Saturday, August 9, 2008

El Infierno

To acknowledge the current intense heat, I thought to post a heat poem. Couldn't come up with one.  And now I'm reflecting why there is not a lot of edifying art born out the experience of extreme temperatures. Off the top of my head, all I can come up with is the crossing the desert episode in the Seven Pillars of Wisdom by T. E. Lawrence. The best nature poets seem to confine themselves to north of the 40th latitude where they roam misty wetlands in gumboots. In celebrated literature the focus is dire cold, as in To Build a Fire, Into Thin Air, and the Ur-Chronicle of subzero horror, The Worst Journey in the World. This Heat Art Deficit is odd, given that many more people live in the hot zones of civilization as the polar ones and that, without a doubt, heat is as lethal as cold. A couple of years ago I was hiking the Modesto Canyon in West Texas at the Chihuahuan Desert Research Institute in early June. We climbed down into the canyon around 10 a.m with water bottles. By the time we climbed back out around 11:30 a.m, the sun was high in the sky. The sun and the heat were brutal. We were only about a mile from the visitor center. On the way back, I had to stop and huddle under the pathetic shade of small shrubs. I was very afraid that I might not be able to get back. Nausea and dizziness ensued; the signs of heat stroke.
In the past few days I've found two dead whitewing doves on my driveway. No signs of cat violence: just dead birds. When I was turning my compost pile, I smelled the distinct odor of some decomposing mammal wafting my way.

Sunday, August 3, 2008

You Are Barking Up the Wrong Tree, Buster!

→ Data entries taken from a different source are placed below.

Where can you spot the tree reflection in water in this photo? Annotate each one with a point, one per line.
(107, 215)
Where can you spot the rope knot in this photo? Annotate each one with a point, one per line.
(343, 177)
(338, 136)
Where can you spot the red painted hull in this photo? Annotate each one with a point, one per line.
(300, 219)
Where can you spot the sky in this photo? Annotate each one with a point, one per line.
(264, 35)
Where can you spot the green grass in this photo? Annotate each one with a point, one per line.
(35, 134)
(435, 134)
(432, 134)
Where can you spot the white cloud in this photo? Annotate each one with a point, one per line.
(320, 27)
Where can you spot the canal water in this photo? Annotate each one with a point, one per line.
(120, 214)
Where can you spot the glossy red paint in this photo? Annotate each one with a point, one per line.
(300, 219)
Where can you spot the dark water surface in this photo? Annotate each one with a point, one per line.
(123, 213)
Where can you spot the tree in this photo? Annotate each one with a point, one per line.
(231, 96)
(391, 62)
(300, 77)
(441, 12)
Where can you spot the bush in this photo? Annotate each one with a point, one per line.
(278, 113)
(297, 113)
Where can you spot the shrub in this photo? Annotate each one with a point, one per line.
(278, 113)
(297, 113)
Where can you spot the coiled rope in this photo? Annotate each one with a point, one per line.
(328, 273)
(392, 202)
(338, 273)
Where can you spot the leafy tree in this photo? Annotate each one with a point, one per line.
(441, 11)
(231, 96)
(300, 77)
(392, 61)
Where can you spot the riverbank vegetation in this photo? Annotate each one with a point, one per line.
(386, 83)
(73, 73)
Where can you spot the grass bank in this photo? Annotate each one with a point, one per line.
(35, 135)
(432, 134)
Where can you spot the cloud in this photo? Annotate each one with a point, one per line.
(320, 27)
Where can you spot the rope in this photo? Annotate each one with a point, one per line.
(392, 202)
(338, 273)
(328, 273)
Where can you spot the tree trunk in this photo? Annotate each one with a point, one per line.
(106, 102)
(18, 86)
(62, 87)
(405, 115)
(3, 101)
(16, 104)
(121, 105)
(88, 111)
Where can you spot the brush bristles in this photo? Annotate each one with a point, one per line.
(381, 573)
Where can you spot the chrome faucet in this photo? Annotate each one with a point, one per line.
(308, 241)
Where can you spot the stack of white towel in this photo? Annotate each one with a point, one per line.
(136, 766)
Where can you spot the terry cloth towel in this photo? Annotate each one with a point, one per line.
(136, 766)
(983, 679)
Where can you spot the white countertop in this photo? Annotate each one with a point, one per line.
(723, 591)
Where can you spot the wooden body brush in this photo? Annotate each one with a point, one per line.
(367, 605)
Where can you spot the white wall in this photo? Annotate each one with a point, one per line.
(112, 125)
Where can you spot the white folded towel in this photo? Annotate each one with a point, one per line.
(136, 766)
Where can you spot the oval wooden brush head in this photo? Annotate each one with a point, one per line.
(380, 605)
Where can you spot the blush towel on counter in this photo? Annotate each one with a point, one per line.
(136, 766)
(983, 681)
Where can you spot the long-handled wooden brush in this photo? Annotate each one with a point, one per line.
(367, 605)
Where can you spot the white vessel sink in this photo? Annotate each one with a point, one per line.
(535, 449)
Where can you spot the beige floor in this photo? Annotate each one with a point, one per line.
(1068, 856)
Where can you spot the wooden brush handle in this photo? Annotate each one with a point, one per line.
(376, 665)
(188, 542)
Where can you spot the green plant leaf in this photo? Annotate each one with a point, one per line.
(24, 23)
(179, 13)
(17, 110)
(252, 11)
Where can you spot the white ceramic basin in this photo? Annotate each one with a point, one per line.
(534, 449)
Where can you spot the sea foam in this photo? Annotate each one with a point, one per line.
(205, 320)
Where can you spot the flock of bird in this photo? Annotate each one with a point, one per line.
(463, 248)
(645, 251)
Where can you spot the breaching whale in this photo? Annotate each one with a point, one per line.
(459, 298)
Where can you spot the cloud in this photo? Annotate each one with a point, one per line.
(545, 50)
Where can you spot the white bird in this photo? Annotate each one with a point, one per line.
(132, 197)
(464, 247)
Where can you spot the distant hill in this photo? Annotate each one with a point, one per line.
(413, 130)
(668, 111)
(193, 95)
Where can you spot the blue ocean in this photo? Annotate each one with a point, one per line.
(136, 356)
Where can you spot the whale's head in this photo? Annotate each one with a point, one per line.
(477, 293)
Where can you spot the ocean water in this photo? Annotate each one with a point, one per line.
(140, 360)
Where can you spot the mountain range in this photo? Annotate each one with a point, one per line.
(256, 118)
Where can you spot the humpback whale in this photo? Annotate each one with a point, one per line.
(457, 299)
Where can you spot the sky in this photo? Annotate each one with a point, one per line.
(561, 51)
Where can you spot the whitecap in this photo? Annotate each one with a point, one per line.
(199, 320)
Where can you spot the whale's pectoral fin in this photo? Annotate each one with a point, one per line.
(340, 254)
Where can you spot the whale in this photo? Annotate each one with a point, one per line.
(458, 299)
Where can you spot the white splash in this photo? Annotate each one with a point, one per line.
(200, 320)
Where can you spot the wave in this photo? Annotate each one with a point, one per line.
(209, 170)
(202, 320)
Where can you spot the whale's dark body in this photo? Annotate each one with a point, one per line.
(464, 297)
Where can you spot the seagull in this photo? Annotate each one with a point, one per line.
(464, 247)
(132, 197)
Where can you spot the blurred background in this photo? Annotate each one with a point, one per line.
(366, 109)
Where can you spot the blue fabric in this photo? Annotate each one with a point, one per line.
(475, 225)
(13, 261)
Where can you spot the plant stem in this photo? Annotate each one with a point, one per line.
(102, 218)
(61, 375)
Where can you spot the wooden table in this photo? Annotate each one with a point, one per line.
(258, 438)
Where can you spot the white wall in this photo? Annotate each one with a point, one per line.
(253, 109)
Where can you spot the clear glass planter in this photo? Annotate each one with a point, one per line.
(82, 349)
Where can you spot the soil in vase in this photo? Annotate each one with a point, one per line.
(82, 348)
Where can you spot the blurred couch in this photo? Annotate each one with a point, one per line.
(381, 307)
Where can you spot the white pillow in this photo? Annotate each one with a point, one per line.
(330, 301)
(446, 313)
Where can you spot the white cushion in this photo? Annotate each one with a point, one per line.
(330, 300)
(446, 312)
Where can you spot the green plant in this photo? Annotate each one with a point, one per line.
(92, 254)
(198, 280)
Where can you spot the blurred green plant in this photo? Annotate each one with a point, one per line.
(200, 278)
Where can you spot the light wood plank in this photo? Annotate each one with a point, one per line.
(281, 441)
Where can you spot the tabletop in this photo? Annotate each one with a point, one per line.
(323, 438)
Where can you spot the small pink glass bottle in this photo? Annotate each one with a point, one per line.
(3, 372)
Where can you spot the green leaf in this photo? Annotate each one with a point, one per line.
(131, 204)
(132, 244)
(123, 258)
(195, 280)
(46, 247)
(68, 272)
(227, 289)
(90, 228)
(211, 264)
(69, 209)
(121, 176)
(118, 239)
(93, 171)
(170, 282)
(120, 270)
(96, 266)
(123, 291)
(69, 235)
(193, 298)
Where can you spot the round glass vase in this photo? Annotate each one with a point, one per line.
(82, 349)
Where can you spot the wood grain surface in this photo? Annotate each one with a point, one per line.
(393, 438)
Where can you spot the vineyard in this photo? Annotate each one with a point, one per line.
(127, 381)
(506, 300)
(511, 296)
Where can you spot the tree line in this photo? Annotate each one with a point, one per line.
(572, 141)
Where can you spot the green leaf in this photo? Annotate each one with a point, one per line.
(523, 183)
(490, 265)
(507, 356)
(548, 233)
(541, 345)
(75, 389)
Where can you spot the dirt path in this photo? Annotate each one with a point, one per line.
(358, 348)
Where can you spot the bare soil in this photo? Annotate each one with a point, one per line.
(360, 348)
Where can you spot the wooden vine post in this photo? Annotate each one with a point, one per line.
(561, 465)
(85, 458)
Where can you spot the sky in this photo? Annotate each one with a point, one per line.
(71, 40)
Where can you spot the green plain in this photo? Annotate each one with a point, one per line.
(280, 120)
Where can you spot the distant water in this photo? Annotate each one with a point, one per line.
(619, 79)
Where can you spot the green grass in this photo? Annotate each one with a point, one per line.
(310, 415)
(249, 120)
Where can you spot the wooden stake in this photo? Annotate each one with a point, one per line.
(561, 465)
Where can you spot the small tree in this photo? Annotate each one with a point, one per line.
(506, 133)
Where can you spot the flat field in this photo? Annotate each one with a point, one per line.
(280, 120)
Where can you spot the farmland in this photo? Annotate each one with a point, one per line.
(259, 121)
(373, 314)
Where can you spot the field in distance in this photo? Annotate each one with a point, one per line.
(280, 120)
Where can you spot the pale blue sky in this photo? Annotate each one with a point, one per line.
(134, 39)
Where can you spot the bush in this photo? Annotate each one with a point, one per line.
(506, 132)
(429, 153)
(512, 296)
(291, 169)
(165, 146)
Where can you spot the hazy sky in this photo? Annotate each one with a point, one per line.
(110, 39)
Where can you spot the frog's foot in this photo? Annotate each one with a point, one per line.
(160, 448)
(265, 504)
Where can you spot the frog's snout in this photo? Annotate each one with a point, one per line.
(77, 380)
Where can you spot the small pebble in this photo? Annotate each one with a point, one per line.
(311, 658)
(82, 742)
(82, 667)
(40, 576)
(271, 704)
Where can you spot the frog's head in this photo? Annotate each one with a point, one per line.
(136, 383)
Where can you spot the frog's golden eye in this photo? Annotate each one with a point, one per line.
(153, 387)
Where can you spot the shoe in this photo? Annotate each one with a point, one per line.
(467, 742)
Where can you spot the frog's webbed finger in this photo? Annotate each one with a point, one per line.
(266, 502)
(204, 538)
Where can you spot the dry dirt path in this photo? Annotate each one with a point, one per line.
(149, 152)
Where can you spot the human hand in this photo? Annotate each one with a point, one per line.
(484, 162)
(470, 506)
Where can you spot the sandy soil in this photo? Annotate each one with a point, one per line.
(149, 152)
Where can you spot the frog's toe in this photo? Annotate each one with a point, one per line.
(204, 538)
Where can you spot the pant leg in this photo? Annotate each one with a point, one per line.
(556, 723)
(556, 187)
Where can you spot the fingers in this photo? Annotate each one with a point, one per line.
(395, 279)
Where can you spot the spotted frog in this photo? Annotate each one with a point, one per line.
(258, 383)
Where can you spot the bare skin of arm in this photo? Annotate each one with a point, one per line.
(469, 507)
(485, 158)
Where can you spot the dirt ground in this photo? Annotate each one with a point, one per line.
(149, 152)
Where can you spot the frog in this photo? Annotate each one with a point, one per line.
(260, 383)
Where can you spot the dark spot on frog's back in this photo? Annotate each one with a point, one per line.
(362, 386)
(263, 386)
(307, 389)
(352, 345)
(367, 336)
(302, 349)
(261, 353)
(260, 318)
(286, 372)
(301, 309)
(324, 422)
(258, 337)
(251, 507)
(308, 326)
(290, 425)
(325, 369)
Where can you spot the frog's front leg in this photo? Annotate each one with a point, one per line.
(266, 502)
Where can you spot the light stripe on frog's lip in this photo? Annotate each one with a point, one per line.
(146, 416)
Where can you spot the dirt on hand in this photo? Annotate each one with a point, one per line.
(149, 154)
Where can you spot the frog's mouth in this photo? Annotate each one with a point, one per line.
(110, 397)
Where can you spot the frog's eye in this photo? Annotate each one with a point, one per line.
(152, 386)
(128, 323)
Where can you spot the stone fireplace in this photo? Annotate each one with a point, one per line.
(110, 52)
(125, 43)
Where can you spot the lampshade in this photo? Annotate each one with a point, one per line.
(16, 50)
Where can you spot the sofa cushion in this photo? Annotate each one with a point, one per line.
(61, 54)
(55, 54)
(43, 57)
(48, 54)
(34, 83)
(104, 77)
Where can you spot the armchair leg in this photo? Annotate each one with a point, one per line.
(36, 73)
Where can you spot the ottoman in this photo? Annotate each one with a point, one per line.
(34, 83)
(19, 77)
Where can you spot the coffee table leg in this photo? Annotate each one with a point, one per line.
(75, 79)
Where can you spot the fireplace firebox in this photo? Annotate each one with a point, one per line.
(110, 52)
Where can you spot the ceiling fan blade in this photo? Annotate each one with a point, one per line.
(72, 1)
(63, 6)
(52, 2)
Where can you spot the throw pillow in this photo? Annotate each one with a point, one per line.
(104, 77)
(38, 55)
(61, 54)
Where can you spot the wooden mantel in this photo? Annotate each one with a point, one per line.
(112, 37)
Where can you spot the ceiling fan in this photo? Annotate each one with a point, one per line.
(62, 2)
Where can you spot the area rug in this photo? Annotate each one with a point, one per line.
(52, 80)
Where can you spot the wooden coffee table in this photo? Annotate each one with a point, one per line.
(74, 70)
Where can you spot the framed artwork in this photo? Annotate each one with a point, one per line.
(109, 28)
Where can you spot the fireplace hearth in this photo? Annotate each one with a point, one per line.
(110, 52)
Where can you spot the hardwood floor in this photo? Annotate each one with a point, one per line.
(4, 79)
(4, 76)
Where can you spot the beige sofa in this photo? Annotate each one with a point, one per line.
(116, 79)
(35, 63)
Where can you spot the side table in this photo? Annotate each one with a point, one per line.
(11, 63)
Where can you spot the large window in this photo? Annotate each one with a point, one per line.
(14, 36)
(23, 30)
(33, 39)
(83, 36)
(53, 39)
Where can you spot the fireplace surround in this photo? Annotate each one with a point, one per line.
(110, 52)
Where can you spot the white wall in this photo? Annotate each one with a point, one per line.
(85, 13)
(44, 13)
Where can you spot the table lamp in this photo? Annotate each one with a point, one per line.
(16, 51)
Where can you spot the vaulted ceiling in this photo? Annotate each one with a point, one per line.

For the past few months something has been rooting in the soil of one of my loquat trees which are planted in giant terra cotta pots. I placed chunks of spiky driftwood in the planter, thinking this might discourage the perpetrator. This morning, to my horror, I see that a critter has stripped chunks of bark from the trunk of the loquat, and then proceeded to gnaw on the inner pith!
I thought I had left this random wildlife predation behind. Gardening in Rollingwood meant dealing with deer, foxes, armadillos, and snakes. I don’t remember any problems with animal destruction when I gardened at my other former home in the Zilker ‘hood.
What animal is so desperate that they would eat bark? There is plenty of fresh water in the birdbath. My neighbors apparently leave abundant petfood out for any takers. The grackles are so surfeited they regularly leave abandoned bits of kibble marinating in the birdbath. And don’t raccoons have all the delicacies they could possibly need in any convenient dumpster? Squirrels? Aren’t they coming off the largest acorn crop in the past ten years?
I put pipewrap on the trunk of the loquat for the time being. It looks hideous and I am not happy. I may have to go all Elmer Fudd on this varmint and twap the wascally wabbit.

Saturday, August 2, 2008

Morning Blues

With our heatwave in full force, I do most garden work either before 9 a.m. or after 8 p.m. due to potential heat stroke. (Note: one of the signs of heat stroke is nausea. Or that sick-to-your-stomach feeling could also be the result of getting your water bill.) In the morning that means enjoying two bloomers that are that rare thing in our gardens: a true blue. The little dayflower (a tradescantia) is growing in a pot with a large twirly-leafed croton that must be twenty years old, as I inherited it from my mother's patio. The tradescantia throws off hordes of skyblue oneshots every day. I brought it back from Port Aransas where it was growing in a St. Augustine lawn, and because it was regularly mowed, it had the matted appearance of a groundcover.

Another early riser is blue daze (evolvulus glomeratus) that also has the benefit of cool blue-gray foliage. Both these little blues are gone with the noon-day heat, but by then I'm inside with a wet cloth draped over my head, fanning myself with the City of Austin water bill that must be wrong because there's no way I could have used 15,500 gallons of water in June because surely then my grass wouldn't be dead, would it?